Reaching Out

I would like to reach out to all those who were sexually abused by women. I was sexually abused by my lesbian mother's partner when I was a little girl. I have been in intensive therapy on three separate occasions, all when encountering a crises in my life. Upon going to a therapist my first question would be--have you encountered this type of sexual abuse? All answered no. I was told that I should be able to find chat rooms or support groups online or in big cities. I have found neither. I was treated as a woman would be treated had she been abused by a man. The last therapist admitted that although there should be differing treatment plans, there were no guidelines when dealing with this kind of sexual abuse.

From the age of 2-6 I was physically, sexually, and emotionally abused by my mother's lesbian partner. My older sister and I suffered horrific abuse at the hands of the woman that was supposed to be caring for us. She was truly evil. As if this was not enough I was sexually assaulted by a friends grandfather at the age of 14 and date raped at 15. I left home when I was 15 and bounced around until marrying.

I was diagnosed with post-traumatic stress disorder, had anxiety issues, and was borderline agoraphobic. With the help of a great therapist and the love and support of my husband and three children I am happy and physically and emotionally healthy. I still have bad days and still suffer from nightmares and flashbacks, but I have learned to lean on someone for support when necessary. I hope to connect with others such as myself and through networking we may be able to not only help ourselves but help others in the process.

This is a problem that is not readily accepted in our society and dealt with accordingly. Women are looked upon as nurturers and caring, compassionate people. Like men, there are women who go against the norm and defile children and steal their innocence. Only when something horrible happens, such as the case with Melissa Huckaby, does the media or society as a whole sit up and take notice. It then seems to fade away over time. People are generally unreceptive to the idea that women can be pedophiles. They are just as capable of committing atrocious acts against children as men are.







Tuesday, January 11, 2011

One day at a time

I thought that I would talk about a different aspect of the abuse that I suffered for each posting.  I will begin with the physical abuse.  From the age of one and a half to around six I was physically abused by my mother's partner.  She would care for us children (three of my mothers and two of her own) while my mother worked and then my mother would take care of us while her partner worked. 

While my mother was away my sister and I lived in terror, and sometimes when my mother was there.  We will call my mothers partner Gayle.  This is not her real name but I do not want to cause harm to innocent people by revealing her real name.  Gayle was a large woman built like a football player.  She was not obese, just very compact and strong with broad shoulders.  She was very menacing. 

She would amuse herself by running scalding hot water into the bath tub, as hot as possible.  The bathroom would be filled with steam and my sister and I would know what it meant when we heard the water running.  If we were taking a normal bath we would take it with Gayle's son.  I was around 2, her son was 6 months older than me and my sister was 3 years older.  For normal baths she would call us into the bath while the water was running so that we could undress.  For the scalding hot baths she would instruct her son to sit on the couch and watch TV and he better not move or he would be punished.  When the water was turned off she would take my sister and me, we would have already undressed, and put us in the hot water.  We could not cry openly or we knew we would be beaten.  After sitting in the scalding water silently sobbing, our bodies bright red she would pull us out of the water by our hair.  Sometimes this would be enough for her, but other times she needed to inflict more agony by running freezing cold water and hauling us by our hair back into the frigid water.  She would sometimes add ice to the water to make it colder. 

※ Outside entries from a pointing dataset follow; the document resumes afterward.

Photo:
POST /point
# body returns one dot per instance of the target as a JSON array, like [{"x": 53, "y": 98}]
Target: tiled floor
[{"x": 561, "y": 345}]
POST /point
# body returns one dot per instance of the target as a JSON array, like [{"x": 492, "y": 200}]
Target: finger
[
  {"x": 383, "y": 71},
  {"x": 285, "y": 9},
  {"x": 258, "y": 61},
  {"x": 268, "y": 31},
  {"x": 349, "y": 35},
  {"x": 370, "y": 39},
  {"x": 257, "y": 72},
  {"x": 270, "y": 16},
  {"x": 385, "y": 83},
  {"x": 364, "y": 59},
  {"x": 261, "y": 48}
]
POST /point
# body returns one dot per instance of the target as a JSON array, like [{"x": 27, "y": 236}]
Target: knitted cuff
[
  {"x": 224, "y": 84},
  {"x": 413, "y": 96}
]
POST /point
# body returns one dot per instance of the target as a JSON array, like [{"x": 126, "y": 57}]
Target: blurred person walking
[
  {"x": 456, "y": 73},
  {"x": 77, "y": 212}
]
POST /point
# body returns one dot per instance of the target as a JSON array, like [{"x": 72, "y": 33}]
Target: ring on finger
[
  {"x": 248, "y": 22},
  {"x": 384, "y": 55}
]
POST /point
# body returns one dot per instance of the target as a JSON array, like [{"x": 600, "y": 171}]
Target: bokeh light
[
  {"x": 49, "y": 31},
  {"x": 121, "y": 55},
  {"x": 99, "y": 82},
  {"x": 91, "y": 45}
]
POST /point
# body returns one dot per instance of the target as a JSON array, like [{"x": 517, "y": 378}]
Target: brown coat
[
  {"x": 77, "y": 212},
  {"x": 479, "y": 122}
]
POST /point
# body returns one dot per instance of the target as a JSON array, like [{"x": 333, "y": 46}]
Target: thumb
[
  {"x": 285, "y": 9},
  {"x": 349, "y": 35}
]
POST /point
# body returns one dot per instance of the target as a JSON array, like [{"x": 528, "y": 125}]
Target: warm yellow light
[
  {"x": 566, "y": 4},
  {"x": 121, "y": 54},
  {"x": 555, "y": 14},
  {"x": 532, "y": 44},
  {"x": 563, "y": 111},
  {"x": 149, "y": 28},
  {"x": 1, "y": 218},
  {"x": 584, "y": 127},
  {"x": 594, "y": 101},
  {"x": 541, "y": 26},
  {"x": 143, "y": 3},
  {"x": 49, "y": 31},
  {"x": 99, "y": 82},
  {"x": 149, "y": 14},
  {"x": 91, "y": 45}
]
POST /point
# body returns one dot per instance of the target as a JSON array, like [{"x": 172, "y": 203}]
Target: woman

We could not tell our mother.  Gayle told us that she would kill our mother if we told.  This is a common ploy by abusers but young children believe these words when they are being told by a violent person.  Not only could we not tell our mother but we could not openly cry during the abuse.  The more we cried the more vicious the abuse.  Children learn at a very young age to hold emotions inside.  We only cried silent tears to lessen the severity of the abuse.